Календарные обряды составляли цикл осенне-зимних и весенне-летних праздников, куда помимо зимнего солнцестояния и летнего солнцеворота входили проводы зимы и встреча весны (масленица), подготовка к полевым работам, первый выгон скота, начало лета и др. Все они совершались на тех или иных временных и пространственных границах, где подразумевалось присутствие нечистой силы и воздействие на нее, а также гадание о будущем. Так, на масленицу не только хоронили – сжигали – чучело зимы и приветствовали весну, но и поминали умерших. Таким образом, календарные обряды в целом выполняли охранительно-прогностическую функцию, строились преимущественно на ритуальных действиях, определенных телодвижениях и жестах представителей этого света и уничтожении телесности представителей того света. «Телесный подтекст» этих действий хорошо просматривается во всех без исключения обрядах календарного цикла.

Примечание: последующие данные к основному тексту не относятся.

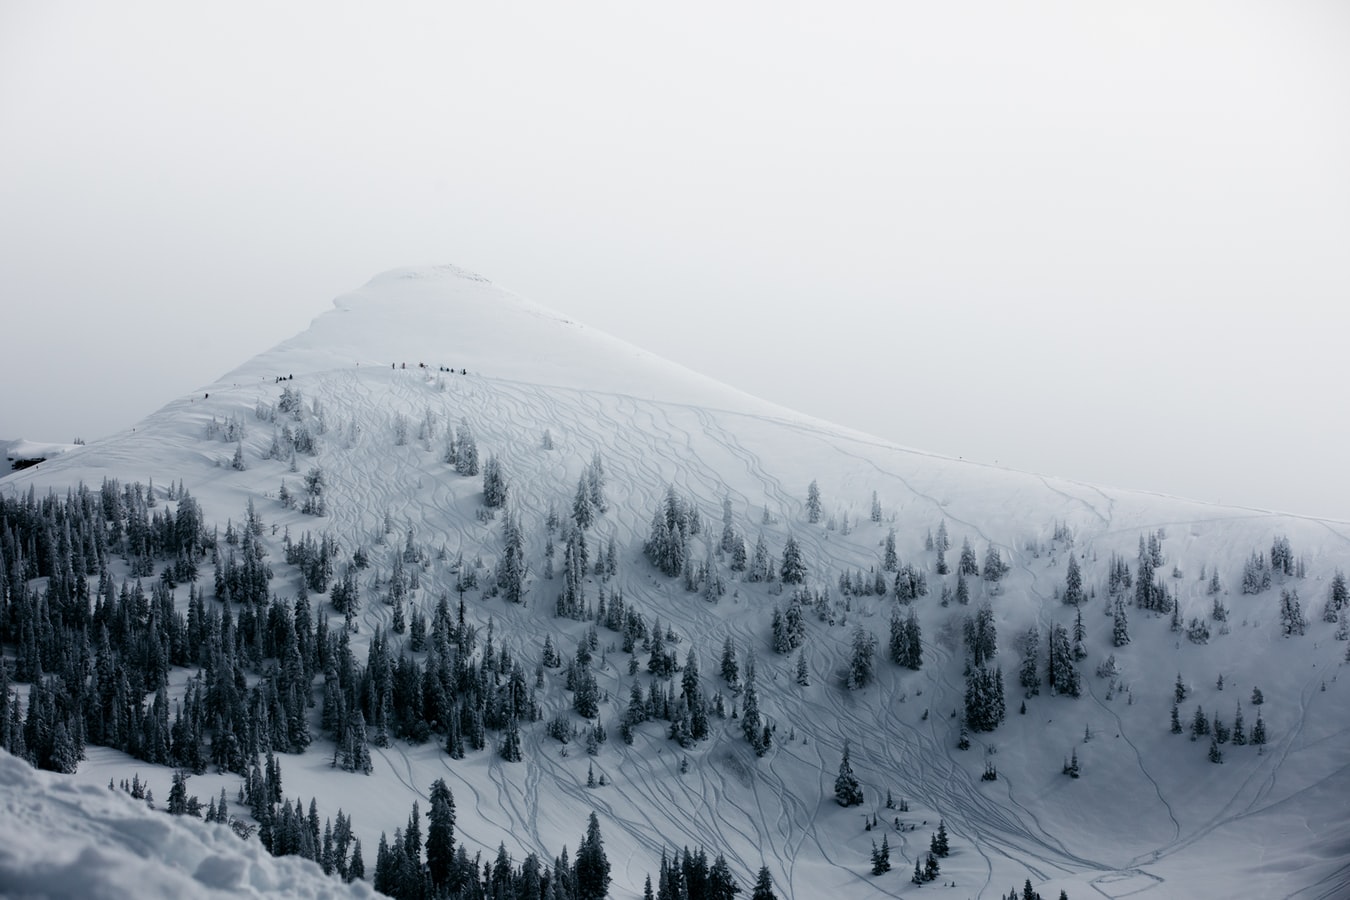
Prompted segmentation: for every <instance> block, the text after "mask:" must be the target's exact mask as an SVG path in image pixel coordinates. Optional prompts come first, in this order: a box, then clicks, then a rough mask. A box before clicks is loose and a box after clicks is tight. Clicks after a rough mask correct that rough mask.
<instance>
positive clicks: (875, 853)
mask: <svg viewBox="0 0 1350 900" xmlns="http://www.w3.org/2000/svg"><path fill="white" fill-rule="evenodd" d="M890 870H891V845H890V842H888V841H887V837H886V835H882V846H880V847H879V846H876V841H872V874H886V873H887V872H890Z"/></svg>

Столь же мощный блок ритуальной культуры представляли обряды, связанные с жизненным циклом человека: рождение, свадьба, похороны. Все они, так же как и календарные обряды, падали на пограничные состояния, только теперь не хозяйственного года, а отдельного человека и прежде всего его тела. Не удивительно поэтому, что свадебные ритуалы в чем-то перекликаются с похоронными, а рождение ребенка вызывало такой же страх, как и проводы покойника. Люди, попавшие в пограничные состояния, представляли опасность как для себя, так и для всех окружающих. Телесный аспект здесь еще более резко прочерчивается, чем в календарных обрядах. Беременная женщина задолго до родов считалась нечистой, поскольку имела в своем теле второе – тело будущего ребенка; когда приходило время рожать, она уходила из дома в баню, сарай, хлев; повитуха и роженица должны были после родов пройти очистительный обряд, обмывая руки непочатой водой и т. д.[175]

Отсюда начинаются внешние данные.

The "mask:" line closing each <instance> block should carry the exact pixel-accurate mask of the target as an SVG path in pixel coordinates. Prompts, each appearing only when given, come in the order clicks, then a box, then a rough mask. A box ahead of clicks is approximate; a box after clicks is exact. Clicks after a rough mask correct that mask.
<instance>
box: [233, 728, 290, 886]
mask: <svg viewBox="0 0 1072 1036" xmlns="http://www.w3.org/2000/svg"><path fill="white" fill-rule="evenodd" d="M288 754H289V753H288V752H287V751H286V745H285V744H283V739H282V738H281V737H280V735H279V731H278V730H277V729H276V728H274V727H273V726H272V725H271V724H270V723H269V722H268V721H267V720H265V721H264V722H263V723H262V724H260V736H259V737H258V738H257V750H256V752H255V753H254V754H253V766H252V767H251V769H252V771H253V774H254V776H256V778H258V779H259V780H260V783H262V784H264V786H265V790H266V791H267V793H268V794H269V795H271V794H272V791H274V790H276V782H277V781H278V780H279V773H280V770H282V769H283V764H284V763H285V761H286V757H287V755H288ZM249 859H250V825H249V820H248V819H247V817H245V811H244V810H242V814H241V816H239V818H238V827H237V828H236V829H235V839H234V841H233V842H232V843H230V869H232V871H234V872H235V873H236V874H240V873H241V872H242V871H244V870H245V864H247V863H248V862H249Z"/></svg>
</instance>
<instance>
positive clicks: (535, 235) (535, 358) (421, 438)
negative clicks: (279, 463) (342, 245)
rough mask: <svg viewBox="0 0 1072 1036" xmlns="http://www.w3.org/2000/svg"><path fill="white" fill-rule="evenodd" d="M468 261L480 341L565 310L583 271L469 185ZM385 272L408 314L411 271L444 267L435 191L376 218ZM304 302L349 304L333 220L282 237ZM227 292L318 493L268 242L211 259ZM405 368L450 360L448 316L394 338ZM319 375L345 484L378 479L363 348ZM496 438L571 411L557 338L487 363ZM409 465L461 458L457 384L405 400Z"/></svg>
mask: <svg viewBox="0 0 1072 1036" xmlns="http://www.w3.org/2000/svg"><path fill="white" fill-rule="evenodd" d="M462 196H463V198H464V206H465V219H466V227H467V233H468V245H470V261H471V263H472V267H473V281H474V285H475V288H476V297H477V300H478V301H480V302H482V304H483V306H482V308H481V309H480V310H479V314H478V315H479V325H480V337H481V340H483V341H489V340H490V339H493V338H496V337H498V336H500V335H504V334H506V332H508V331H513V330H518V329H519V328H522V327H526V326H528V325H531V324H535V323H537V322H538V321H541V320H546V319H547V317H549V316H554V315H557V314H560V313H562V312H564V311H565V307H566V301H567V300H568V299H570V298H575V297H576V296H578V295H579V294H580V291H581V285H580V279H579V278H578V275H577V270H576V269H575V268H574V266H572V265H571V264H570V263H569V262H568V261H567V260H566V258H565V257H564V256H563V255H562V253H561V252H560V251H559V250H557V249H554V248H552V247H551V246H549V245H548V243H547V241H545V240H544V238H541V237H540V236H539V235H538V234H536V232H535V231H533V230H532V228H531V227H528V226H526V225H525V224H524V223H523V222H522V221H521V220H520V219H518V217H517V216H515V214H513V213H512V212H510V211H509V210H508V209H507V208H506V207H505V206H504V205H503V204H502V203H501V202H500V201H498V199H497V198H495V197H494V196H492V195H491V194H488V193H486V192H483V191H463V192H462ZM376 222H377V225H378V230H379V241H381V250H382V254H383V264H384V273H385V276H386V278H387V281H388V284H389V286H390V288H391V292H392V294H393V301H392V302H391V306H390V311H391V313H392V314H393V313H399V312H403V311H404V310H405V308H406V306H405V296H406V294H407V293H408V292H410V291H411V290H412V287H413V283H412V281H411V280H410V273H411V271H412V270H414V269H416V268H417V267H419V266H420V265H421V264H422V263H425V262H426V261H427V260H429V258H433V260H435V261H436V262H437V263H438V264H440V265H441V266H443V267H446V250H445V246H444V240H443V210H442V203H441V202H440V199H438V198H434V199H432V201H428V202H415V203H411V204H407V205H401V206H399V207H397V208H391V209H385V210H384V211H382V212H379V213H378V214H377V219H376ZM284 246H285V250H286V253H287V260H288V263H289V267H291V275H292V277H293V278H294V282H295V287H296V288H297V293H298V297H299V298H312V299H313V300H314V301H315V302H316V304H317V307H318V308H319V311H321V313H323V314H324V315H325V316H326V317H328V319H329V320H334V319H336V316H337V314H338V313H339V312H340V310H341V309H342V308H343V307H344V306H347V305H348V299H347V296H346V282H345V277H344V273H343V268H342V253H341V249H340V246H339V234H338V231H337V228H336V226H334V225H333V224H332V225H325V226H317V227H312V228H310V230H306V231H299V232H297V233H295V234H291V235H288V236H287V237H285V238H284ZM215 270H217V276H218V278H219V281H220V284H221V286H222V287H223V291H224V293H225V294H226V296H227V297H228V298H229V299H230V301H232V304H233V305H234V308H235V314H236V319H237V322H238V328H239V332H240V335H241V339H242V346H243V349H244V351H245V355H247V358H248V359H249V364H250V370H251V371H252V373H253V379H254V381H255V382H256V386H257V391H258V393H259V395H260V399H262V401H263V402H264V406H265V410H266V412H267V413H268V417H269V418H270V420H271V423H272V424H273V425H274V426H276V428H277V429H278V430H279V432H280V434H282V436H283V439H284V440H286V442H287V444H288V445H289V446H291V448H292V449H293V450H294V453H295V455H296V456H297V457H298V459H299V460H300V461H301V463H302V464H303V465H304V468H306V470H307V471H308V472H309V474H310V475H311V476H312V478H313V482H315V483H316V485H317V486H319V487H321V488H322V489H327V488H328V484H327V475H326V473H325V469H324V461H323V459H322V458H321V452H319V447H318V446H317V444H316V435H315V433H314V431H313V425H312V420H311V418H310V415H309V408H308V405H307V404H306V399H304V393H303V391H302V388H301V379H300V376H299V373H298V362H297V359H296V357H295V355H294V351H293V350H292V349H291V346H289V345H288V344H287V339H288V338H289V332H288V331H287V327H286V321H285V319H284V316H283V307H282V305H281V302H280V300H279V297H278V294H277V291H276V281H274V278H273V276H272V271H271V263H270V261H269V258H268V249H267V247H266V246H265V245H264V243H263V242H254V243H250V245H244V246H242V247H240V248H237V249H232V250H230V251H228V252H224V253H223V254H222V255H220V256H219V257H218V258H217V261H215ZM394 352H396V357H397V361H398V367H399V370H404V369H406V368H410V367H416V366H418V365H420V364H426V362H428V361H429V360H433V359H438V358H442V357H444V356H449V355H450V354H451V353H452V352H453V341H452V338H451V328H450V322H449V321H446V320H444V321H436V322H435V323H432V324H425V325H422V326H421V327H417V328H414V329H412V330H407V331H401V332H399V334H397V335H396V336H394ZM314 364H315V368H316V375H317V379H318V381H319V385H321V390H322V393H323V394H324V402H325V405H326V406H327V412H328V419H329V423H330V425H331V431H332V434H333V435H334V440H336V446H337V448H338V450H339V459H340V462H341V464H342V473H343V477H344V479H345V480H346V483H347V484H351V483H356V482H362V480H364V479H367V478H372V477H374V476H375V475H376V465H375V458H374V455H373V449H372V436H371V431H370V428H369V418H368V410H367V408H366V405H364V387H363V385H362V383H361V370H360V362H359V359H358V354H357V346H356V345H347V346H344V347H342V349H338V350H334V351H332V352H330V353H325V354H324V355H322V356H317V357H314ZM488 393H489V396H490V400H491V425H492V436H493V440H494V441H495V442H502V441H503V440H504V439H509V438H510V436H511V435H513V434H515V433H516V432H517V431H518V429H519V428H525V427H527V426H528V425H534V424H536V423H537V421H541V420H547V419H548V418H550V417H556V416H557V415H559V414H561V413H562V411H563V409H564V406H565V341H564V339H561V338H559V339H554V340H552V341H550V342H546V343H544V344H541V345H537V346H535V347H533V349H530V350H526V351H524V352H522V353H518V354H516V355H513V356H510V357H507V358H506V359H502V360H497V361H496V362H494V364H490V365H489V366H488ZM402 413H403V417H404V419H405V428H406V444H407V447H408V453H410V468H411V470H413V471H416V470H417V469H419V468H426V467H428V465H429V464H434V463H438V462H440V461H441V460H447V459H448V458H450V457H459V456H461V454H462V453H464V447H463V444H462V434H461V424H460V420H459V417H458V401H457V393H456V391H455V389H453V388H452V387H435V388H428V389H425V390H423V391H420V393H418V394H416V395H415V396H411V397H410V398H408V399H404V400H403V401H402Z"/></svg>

Похоронный обряд состоял из массы ритуальных действий, оберегающих человека в столь пограничный момент жизни – подготовки и проводов мертвеца на тот свет. Охранительные действия совершались и в доме, где лежал покойник, и по дороге на погребальный костер, где сжигали не только покойника, но и его вещи (кости же собирали в урну и закапывали под курганом), а также по возвращении в дом, где устраивалась поминальная тризна. Из всего арсенала сопровождавших похоронный обряд заговоров, выражений, слов особое распространение и развитие получили плачи-жели. До нас дошли плачи, зафиксированные в письменных источниках уже раннего христианского времени. Так, в «Сказании о Борисе и Глебе» первый оплакивает отца, а последний оплакивает и отца, и старшего брата словами жели. Конечно, это уже литературно обработанные плачи с явным христианским оттенком, но отдельные элементы языческих причитаний они, несомненно, сохранили. В плаче Бориса по Владимиру Святому обращает на себя внимание его телесный код, проявляющийся в том, что оплакивается прежде всего расставание с телом умершего: «…да бых поне сам честное твое тело спрятал и гробу предал своима рукама, но то не понесох красоты мужьства тела твоего, ни сподоблен бых целовати твоих седин…».[176] Жаля Глеба начинается указанием на двойную причину плача: «Увы мне… о двою плачю плачюся и стеню, двою сетованию сетую и тужу, увы мне, увы мне!» Далее идут восклицания типа: «Лучше бы ми умрети с братом, неже жити на свете сем… Где суть словеса твоя, яже глагола к мне, брате мой любимый? Ныне же не услышу тихого твоего наказанья…».[177] Подобный же плач вкладывает летописец в уста «лепших» мужей владимирских во время похорон князя Владимира Васильковича в 1288 г. – «Ныне же, господине, уже к тому не можем тебе зрети. Уже бо солниче наше зайде ны, и во обиде всех остахом».